No, I didn’t have a breakout performance at the Folsom Blues Breakout Half-Marathon. It was more like early parole.
As you might guess, this race starts near Folsom Prison on the Johnny Cash Bridge. After a couple downhill miles, it winds along the American River bike trail and finishes in historic down Folsom. Any race featuring the music of Johnny Cash with a finisher’s medal that doubles as a bottle opener is my kind of race.
I had mixed thoughts going into it, as my preparation was a little cobbled together around a fair amount of personal and professional travel and a bit of lingering fatigue that I chalked up to over training to compensate for missed time. Or maybe it was just old age. The plan was to shoot for 6:40 mile pace through 10 miles and assuming I got to the 10 mile mark at that speed, I figured one of the following would happen:
a) I’d feel great and blitz the last 3.1 miles
b) I’d hang on and hold pace to the end
c) I’d fall apart and crawl to the finish
The first couple down hill miles did indeed feel easy at 6:25-6:30 pace. By the time I got to mile 4, back around 6:40 mile pace as the course flattened, my legs felt OK, but started dropping subtle hints the last few miles were not going to be fun.

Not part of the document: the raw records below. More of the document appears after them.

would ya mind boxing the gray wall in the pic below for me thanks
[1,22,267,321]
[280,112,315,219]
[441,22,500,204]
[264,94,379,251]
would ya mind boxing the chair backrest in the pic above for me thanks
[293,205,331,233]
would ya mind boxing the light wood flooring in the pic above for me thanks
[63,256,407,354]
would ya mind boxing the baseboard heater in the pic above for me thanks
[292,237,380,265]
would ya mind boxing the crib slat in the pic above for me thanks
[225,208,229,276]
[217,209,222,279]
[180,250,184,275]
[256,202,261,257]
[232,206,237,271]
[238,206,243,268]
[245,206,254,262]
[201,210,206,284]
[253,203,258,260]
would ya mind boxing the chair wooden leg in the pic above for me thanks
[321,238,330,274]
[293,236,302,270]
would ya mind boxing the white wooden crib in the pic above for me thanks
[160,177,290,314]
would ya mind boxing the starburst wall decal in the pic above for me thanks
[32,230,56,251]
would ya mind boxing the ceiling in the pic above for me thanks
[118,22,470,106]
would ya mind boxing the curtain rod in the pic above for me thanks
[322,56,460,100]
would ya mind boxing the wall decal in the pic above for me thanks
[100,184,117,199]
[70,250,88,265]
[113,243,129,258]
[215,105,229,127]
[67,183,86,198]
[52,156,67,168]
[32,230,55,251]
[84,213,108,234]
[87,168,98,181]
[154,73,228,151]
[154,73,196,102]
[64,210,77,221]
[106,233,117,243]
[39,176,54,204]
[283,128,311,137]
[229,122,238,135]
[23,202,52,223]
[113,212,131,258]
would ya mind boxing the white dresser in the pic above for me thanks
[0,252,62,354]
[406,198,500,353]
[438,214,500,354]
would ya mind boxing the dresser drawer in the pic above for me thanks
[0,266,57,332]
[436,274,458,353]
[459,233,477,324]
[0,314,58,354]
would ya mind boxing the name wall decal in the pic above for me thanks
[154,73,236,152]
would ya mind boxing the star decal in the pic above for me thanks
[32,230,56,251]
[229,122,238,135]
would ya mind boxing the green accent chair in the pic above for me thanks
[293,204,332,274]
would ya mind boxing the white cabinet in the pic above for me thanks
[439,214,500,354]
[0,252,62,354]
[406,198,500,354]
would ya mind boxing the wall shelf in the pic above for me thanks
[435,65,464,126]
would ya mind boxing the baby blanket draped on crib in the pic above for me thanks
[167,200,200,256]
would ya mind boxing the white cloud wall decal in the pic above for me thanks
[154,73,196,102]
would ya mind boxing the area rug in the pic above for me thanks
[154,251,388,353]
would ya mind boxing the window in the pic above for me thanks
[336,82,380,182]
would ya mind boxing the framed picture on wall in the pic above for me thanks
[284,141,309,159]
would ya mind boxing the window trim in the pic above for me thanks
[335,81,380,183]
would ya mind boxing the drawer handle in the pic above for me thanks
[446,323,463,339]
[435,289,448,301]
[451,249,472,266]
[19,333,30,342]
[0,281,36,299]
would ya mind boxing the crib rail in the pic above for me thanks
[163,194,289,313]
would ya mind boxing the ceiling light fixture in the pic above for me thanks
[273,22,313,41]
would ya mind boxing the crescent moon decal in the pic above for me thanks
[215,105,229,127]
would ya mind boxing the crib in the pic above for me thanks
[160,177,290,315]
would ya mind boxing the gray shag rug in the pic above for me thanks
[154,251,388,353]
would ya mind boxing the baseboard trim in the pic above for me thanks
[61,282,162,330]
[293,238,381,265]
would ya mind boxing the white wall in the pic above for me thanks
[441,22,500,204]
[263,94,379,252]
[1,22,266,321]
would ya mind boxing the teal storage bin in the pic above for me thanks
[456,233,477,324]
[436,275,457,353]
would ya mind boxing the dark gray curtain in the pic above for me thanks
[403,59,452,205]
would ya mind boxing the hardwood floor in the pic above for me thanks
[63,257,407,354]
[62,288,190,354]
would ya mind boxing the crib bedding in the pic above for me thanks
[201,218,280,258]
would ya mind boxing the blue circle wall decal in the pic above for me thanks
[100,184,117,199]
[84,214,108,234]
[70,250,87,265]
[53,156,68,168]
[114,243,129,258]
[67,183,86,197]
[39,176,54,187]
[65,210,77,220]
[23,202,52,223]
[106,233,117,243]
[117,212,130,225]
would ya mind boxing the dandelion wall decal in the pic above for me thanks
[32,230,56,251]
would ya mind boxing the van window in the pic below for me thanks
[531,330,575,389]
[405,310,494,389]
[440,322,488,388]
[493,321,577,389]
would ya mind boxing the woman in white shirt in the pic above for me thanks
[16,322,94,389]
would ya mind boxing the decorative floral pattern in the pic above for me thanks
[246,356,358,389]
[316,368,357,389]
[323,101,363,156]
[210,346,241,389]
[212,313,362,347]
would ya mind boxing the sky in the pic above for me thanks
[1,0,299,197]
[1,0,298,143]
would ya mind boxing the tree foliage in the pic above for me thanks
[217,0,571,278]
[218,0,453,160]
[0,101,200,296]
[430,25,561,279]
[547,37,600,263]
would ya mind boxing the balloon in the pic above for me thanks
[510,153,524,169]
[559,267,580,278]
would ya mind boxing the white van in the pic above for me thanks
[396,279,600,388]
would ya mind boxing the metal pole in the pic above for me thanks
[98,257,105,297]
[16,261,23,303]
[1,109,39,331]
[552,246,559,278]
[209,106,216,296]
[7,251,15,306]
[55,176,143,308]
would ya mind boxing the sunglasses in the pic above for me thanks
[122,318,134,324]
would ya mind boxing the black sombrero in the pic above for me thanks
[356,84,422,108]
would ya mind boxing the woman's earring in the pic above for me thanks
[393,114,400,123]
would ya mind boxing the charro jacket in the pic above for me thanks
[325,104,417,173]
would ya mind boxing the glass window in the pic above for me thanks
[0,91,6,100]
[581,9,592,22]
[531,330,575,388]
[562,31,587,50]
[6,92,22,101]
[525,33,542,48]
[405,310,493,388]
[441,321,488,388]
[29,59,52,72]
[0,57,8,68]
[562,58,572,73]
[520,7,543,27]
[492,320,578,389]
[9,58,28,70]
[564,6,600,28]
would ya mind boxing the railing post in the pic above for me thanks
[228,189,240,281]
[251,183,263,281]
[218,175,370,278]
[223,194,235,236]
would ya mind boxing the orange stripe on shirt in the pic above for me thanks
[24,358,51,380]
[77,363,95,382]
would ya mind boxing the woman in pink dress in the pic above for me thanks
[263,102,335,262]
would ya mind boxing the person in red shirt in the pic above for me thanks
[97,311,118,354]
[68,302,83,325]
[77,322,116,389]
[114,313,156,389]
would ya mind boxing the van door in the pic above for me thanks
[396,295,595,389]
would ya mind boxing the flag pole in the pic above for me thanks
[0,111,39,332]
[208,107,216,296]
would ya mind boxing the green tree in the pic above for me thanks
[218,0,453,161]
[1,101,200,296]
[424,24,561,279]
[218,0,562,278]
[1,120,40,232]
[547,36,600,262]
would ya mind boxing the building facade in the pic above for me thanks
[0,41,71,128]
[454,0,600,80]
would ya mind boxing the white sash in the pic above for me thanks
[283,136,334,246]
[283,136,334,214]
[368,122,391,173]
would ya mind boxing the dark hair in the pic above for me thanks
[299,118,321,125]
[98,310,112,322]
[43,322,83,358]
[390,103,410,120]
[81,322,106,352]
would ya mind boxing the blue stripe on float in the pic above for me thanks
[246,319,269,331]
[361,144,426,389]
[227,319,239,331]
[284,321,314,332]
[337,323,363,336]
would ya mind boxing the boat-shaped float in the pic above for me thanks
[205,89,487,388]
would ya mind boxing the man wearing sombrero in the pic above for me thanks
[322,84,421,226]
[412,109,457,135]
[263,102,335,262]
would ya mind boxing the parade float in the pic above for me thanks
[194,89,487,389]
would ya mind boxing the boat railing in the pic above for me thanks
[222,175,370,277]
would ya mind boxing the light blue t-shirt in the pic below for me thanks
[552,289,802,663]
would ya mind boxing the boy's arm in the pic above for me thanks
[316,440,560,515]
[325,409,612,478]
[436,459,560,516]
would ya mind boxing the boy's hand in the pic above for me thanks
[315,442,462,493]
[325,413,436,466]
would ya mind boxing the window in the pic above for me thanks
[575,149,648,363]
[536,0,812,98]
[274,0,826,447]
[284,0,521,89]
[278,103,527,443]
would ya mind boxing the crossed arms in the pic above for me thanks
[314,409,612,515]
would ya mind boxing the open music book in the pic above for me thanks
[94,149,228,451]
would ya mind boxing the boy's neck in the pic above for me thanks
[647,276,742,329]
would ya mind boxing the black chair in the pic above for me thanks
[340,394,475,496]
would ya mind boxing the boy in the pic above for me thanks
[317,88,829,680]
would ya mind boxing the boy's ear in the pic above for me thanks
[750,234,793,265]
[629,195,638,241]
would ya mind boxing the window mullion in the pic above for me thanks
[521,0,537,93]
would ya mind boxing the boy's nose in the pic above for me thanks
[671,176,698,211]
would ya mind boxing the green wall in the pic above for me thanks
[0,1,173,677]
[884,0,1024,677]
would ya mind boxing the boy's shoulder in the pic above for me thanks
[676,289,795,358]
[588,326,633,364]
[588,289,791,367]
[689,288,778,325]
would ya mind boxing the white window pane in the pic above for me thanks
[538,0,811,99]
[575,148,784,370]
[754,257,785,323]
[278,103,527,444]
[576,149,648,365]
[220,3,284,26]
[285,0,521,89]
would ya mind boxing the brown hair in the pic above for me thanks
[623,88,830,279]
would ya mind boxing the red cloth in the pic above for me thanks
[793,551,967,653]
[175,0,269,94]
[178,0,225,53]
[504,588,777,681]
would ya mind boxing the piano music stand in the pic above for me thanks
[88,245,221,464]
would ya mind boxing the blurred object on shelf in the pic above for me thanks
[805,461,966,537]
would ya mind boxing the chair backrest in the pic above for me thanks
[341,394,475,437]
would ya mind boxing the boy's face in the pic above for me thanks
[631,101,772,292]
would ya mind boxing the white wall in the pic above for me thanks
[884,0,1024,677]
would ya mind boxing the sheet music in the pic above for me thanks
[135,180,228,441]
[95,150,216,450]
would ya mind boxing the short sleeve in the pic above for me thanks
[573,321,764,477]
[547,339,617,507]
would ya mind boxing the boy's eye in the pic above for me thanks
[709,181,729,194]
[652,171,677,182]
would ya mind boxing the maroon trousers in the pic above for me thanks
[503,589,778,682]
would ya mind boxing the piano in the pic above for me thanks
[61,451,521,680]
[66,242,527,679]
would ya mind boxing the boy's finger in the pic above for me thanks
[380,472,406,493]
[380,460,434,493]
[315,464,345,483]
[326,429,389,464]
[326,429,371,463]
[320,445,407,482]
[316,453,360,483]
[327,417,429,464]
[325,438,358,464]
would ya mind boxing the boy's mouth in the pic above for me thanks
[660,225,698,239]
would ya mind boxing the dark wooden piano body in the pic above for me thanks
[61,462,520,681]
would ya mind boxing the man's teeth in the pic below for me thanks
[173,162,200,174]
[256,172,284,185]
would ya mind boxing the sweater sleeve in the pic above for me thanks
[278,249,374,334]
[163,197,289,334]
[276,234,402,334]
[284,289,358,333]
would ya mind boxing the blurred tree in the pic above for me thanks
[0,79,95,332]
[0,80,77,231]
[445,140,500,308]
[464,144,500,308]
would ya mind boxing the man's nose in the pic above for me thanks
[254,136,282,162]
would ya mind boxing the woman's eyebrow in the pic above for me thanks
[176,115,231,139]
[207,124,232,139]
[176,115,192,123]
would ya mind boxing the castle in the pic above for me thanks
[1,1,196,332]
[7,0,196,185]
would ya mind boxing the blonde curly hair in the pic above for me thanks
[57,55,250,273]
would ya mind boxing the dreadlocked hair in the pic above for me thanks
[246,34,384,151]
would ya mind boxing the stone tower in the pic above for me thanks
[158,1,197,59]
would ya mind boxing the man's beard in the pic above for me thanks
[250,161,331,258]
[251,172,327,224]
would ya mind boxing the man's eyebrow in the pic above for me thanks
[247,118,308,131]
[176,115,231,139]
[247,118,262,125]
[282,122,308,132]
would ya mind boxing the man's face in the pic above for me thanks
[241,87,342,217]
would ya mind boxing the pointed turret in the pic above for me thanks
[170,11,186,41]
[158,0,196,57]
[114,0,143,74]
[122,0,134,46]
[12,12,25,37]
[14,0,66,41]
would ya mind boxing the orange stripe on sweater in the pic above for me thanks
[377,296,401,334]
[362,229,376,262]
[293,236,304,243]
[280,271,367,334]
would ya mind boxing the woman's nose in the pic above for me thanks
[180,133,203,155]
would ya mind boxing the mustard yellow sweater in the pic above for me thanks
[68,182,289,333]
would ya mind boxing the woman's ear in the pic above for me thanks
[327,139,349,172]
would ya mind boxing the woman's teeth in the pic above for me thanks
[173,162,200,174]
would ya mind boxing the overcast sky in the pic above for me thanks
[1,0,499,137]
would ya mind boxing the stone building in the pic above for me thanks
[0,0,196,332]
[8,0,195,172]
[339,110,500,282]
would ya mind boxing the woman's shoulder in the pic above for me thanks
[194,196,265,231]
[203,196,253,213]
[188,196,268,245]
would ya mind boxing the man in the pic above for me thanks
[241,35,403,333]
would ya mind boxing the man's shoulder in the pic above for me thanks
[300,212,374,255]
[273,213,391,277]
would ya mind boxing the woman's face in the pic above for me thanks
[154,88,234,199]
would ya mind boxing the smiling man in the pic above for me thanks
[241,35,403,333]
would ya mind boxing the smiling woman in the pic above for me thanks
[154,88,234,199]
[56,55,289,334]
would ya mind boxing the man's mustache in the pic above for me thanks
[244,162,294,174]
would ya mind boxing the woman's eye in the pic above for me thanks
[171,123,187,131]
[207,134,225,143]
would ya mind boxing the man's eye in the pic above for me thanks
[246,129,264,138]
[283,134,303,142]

At mile five, a couple young whippersnappers caught up to me. One sported winged tattoos on his legs and sleek looking sunglasses perched on his closely cropped blond hair while the other guy had long, wavy black hair tied back and was huffing and puffing like a steam train. I didn’t think anyone sounding like a steam train at mile 5 was going to last very long in a half-marathon race, so I moved ahead him, got right behind the guy with the sunglasses and held on. I was right, and didn’t see the huffing and puffing steam train guy much after that. I just kept looking squarely at the back of the other guy’s red singlet for the next few miles that I covered in the 6:30-6:40 range.
So I hung on and used him as a wind blocker for the moderately strong breeze blowing off the American River under an overcast sky. Sometimes he’d pull away, but I’d reel him back in. I thought he’d finally lost me on the windy uphill portion just before the bridge to cross the river at mile 7, but worked myself back within striking distance on the next down hill mile. At this point, I had this idea about catching up to him so I could turn to say to him “I’m not that old”. Such ideas were not to be as he started pulling away. Yes, I did get to mile 10 slightly under 6:40 mile pace and while I didn’t have crawl to the finish line, it took plenty of scratching and clawing to get there in 1:27:57, at an overall 6:42 mile pace. So I guess you could say after getting to mile 10 just under a 6:40 mile clip, I accomplished (b) and still clung to the pace. Well, sort of.
Special mention mention goes to my wife Linda, who endured a hip injury training for the half-marathon. Battling through it she recovered to enough run 5k run instead of the half-marathon and ended up winning her age group in the 5! She worked hard through some pain and really deserved it. Yay Linda!